COUNT(*) vs COUNT(col)


http://www.mysqlperformanceblog.com/2007/04/10/count-vs-countcol/

Looking at how people are using COUNT(*) and COUNT(col) it looks like most of them think they are synonyms and just using what they happen to like, while there is substantial difference in performance and even query result.

Lets look at the following series of examples:

CREATE TABLE `fact` (
  `i` int(10) unsigned NOT NULL,
  `val` int(11) default NULL,
  `val2` int(10) unsigned NOT NULL,
  KEY `i` (`i`)
) ENGINE=MyISAM DEFAULT CHARSET=latin1

mysql> select count(*) from fact;
+----------+
| count(*) |
+----------+
|  7340032 |
+----------+
1 row in set (0.00 sec)

mysql> select count(val) from fact;
+------------+
| count(val) |
+------------+
|    7216582 |
+------------+
1 row in set (1.17 sec)

mysql> select count(val2) from fact;
+-------------+
| count(val2) |
+-------------+
|     7340032 |
+-------------+
1 row in set (0.00 sec)

As this is MYISAM table MySQL has cached number of rows in this table. This is why it is able to instantly answer COUNT(*) and

COUNT(val2) queries, but not COUNT(val). Why ? Because val column is not defined as NOT NULL there can be some NULL values in it and so MySQL have to perform table scan to find out. This is also why result is different for the second query.

So COUNT(*) and COUNT(col) queries not only could have substantial performance performance differences but also ask different question.

MySQL Optimizer does good job in this case doing full table scan only if it is needed because column can be NULL.

Now lets try few more queries:

mysql> select count(*) from fact where i<10000;
+----------+
| count(*) |
+----------+
|   733444 |
+----------+
1 row in set (0.40 sec)

mysql> explain select count(*) from fact where i<10000 \G
*************************** 1. row ***************************
           id: 1
  select_type: SIMPLE
        table: fact
         type: range
possible_keys: i
          key: i
      key_len: 4
          ref: NULL
         rows: 691619
        Extra: Using where; Using index
1 row in set (0.00 sec)

mysql> select count(val) from fact where i<10000;
+------------+
| count(val) |
+------------+
|     720934 |
+------------+
1 row in set (1.29 sec)

mysql> explain select count(val) from fact where i<10000 \G
*************************** 1. row ***************************
           id: 1
  select_type: SIMPLE
        table: fact
         type: range
possible_keys: i
          key: i
      key_len: 4
          ref: NULL
         rows: 691619
        Extra: Using where
1 row in set (0.00 sec)

mysql> select count(val2) from fact where i<10000;
+-------------+
| count(val2) |
+-------------+
|      733444 |
+-------------+
1 row in set (1.30 sec)

mysql> explain select count(val2) from fact where i<10000 \G
*************************** 1. row ***************************
           id: 1
  select_type: SIMPLE
        table: fact
         type: range
possible_keys: i
          key: i
      key_len: 4
          ref: NULL
         rows: 691619
        Extra: Using where
1 row in set (0.00 sec)

As you can see even if you have where clause performance for count(*) and count(col) can be significantly different. In fact this example shows just 3 times performance difference because all data fits in memory, for IO bound workloads you frequently can see 10 and even 100 times performance difference in this case.
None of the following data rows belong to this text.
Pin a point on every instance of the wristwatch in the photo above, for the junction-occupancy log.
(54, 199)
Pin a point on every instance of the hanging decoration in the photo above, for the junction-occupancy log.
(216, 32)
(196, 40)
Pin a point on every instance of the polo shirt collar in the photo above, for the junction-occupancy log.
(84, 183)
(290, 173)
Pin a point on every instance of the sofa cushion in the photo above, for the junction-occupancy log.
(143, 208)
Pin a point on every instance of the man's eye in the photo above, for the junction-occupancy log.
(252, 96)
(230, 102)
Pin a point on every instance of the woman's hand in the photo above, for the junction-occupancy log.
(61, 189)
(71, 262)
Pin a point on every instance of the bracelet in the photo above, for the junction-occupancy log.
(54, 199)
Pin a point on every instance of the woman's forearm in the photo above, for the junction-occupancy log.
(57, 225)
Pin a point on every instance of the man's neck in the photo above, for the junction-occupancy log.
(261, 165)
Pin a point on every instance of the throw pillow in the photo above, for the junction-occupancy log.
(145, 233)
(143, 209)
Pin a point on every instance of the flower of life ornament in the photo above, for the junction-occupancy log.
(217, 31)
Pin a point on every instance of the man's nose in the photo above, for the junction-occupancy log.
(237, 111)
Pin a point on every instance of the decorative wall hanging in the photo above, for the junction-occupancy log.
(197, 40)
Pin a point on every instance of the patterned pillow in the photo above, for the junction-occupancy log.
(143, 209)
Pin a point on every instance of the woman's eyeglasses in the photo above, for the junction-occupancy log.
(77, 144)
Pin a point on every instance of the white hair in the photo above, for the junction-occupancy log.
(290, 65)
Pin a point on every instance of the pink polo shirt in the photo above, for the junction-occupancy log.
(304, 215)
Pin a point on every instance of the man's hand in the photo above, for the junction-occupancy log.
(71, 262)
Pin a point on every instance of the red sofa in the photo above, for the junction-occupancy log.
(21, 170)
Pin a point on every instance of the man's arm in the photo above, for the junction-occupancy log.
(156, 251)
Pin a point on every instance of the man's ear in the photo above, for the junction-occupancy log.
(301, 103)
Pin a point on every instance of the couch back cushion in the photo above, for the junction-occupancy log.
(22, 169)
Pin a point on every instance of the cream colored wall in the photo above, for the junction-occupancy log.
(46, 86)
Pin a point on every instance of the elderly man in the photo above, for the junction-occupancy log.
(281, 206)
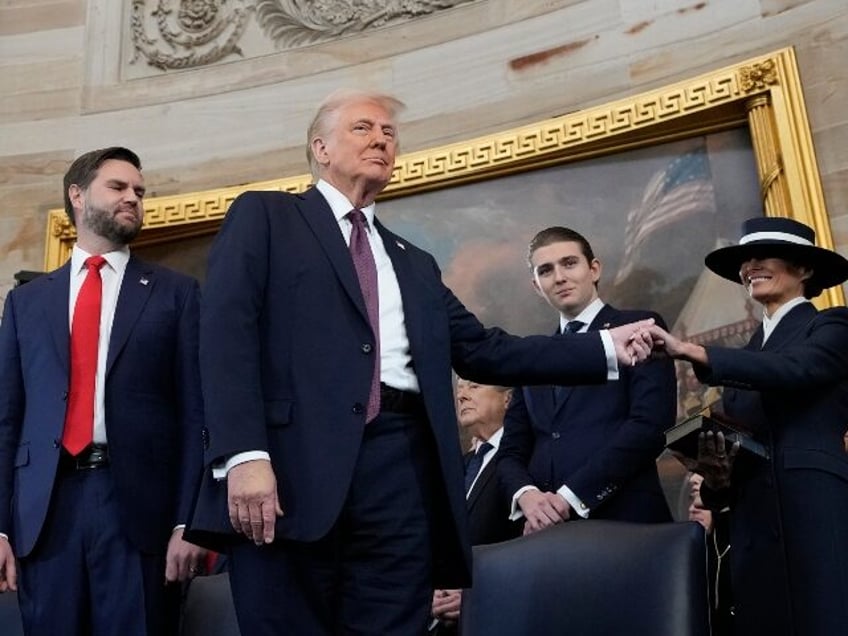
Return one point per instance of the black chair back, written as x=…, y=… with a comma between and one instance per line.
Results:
x=586, y=578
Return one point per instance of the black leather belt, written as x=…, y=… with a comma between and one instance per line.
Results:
x=394, y=400
x=94, y=456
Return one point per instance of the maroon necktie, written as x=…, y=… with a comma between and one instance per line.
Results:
x=85, y=335
x=366, y=271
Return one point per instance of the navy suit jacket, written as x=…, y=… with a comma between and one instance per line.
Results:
x=152, y=400
x=287, y=359
x=789, y=515
x=601, y=441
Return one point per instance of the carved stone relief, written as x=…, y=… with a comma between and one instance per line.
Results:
x=180, y=34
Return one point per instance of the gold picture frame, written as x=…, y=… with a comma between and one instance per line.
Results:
x=763, y=93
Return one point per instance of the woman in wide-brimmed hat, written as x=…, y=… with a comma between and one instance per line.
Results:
x=789, y=384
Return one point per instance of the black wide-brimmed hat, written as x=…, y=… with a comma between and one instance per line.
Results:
x=772, y=237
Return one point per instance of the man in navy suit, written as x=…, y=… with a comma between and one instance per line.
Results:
x=480, y=409
x=571, y=452
x=97, y=526
x=332, y=447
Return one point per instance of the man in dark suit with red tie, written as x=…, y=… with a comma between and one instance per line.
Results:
x=332, y=448
x=590, y=451
x=100, y=423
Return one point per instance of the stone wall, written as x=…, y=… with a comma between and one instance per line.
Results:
x=216, y=97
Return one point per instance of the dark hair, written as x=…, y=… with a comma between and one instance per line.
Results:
x=84, y=170
x=559, y=234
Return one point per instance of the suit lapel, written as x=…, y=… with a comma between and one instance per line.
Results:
x=57, y=311
x=319, y=217
x=482, y=479
x=136, y=287
x=416, y=327
x=602, y=321
x=789, y=326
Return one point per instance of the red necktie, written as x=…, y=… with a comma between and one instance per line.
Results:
x=366, y=271
x=85, y=335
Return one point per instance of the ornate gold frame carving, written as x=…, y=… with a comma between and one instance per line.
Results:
x=763, y=93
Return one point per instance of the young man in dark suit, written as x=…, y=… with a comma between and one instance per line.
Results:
x=589, y=451
x=327, y=344
x=480, y=409
x=100, y=423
The thing is count(*) query can use covering index even while count(col) can't. Of course you can extend index to be (i,val) and get query to be index covered again but I would use this workaround only if you can't change the query (ie it is third party application) or in case column name is in the query for reason, and you really need count of non-NULL values.

It is worth to note in this case MySQL Optimizer does not do too good job optimizing the query. One could notice (val2) column is not null so count(val2) is same as count(*) and so the query could be run as index covered query. It does not and both queries have to perform row reads in this case.

mysql> alter table fact drop key i, add key(i,val);
Query OK, 7340032 rows affected (37.15 sec)
Records: 7340032  Duplicates: 0  Warnings: 0

mysql> select count(val) from fact where i<10000;
+------------+
| count(val) |
+------------+
|     720934 |
+------------+
1 row in set (0.78 sec)

As you can see extending index helps in this case but it makes query about 2 times slower compared to count(*) one. This is probably because index becomes about two times longer in this case.